Databricks has launched a project to create an open-source data sharing protocol for securely sharing data across organisations in real time, independent of the platform on which the data resides.
The Delta Sharing initiative, part of Databrick’s open-source Delta Lake project, has already attracted support from a number of data providers, including NASDAQ, S&P and Factset, and leading IT vendors including Amazon Web Services, Microsoft and Google Cloud, according to Databricks.
Databricks is also expanding its technology portfolio with a new machine learning system and the addition of new data pipeline and data governance capabilities to its flagship Databricks Lakehouse Platform, which combines aspects of data warehouse and data lake systems.
Delta Sharing is the latest open-source initiative from Databricks, one of the most closely watched big data startups. Founded by the developers of the Apache Spark analytics engine, Databricks markets the Databricks Lakehouse Platform, its flagship unified data analytics platform.
In February Databricks, founded in 2013, raised US$1 billion in Series G funding, boosting the company’s market valuation to some US$28 billion. Observers are anticipating that the company may go public sometime this year in what could be one of the IT industry’s biggest IPOs.
Databricks takes the position that successful data management and AI initiatives go hand-in-hand.
“The data is the most important piece of your AI strategy,” said Joel Minnick, Databricks marketing vice president, in an interview with CRN USA. “Customers are trying to get value out of their data and that’s driving business initiatives. You can throw all the money in the world at AI. If you don’t have good data, you’re never going to get good results.”
The new Delta Sharing, included within the open-source Delta Lake 1.0 project, establishes a common standard for sharing all data types – structured and unstructured – with an open protocol that can be used in SQL, visual analytics tools, and programming languages such as Python and R, according to Databricks. Large-scale datasets also can be shared in the Apache Parquet and Delta Lake formats in real time without copying.

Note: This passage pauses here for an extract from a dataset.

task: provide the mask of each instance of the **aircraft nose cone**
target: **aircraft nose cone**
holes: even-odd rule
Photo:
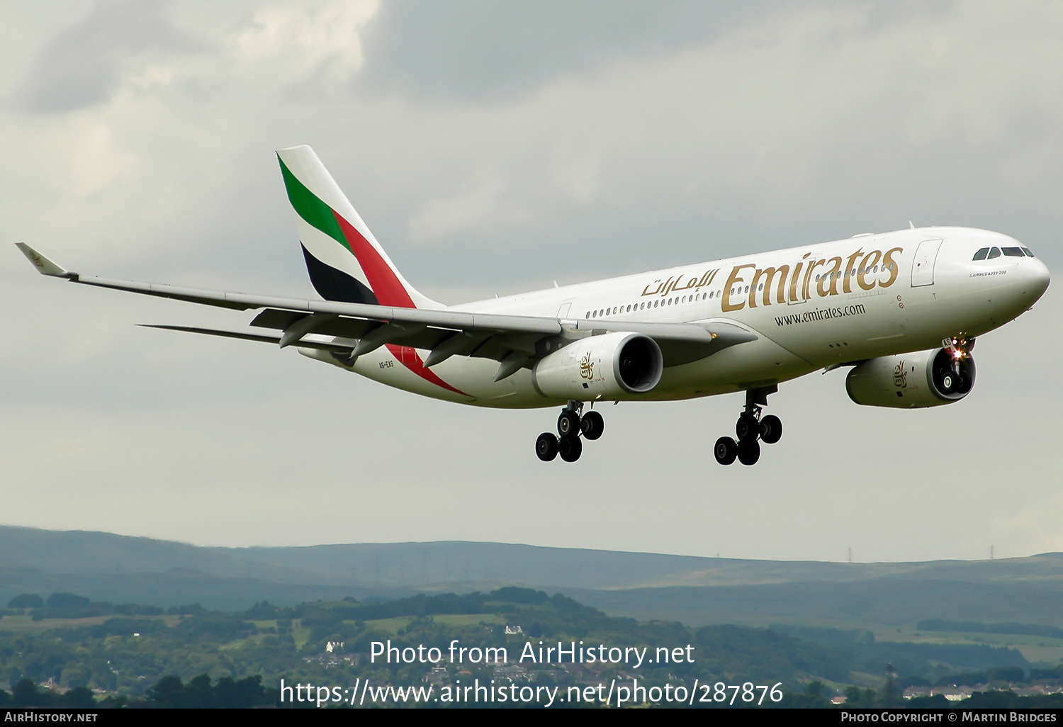
[[[1025,263],[1030,285],[1027,293],[1032,298],[1032,303],[1045,294],[1045,291],[1048,290],[1048,284],[1051,282],[1052,276],[1048,272],[1048,266],[1041,260],[1036,258],[1027,258]]]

Delta Sharing extends the applicability of the data lakehouse architecture because it “enables an open, simple, collaborative approach to data and AI,” both within and between organizations, according to the company.
“The top challenge for data providers today is making their data easily and broadly consumable. Managing dozens of different data delivery solutions to reach all user platforms is untenable. An open, interoperable standard for real-time data sharing will dramatically improve the experience for both data providers and data users” said Matei Zaharia, chief technologist and Databricks co-founder, in a statement.
“Delta Sharing will standardise how data is securely exchanged between enterprises regardless of which storage or computing platform they use, and we are thrilled to make this innovation open source,“ Zaharia said.
Delta Sharing “has a lot of value for anyone working in the data space,” Minnick said, and he expects Databricks partners to use the open-source protocols to better serve customers with initiatives that involve data both inside their organisation and data from other businesses and organisations.
Delta Sharing is the latest of a number of popular open-source projects Databricks has created that span data processing, data engineering, data science and machine learning. Those include the Spark data processing engine created by Databricks’ founders, Delta Lake, ML Flow and Koalas – all, like Delta Sharing, donated to the Linux Foundation.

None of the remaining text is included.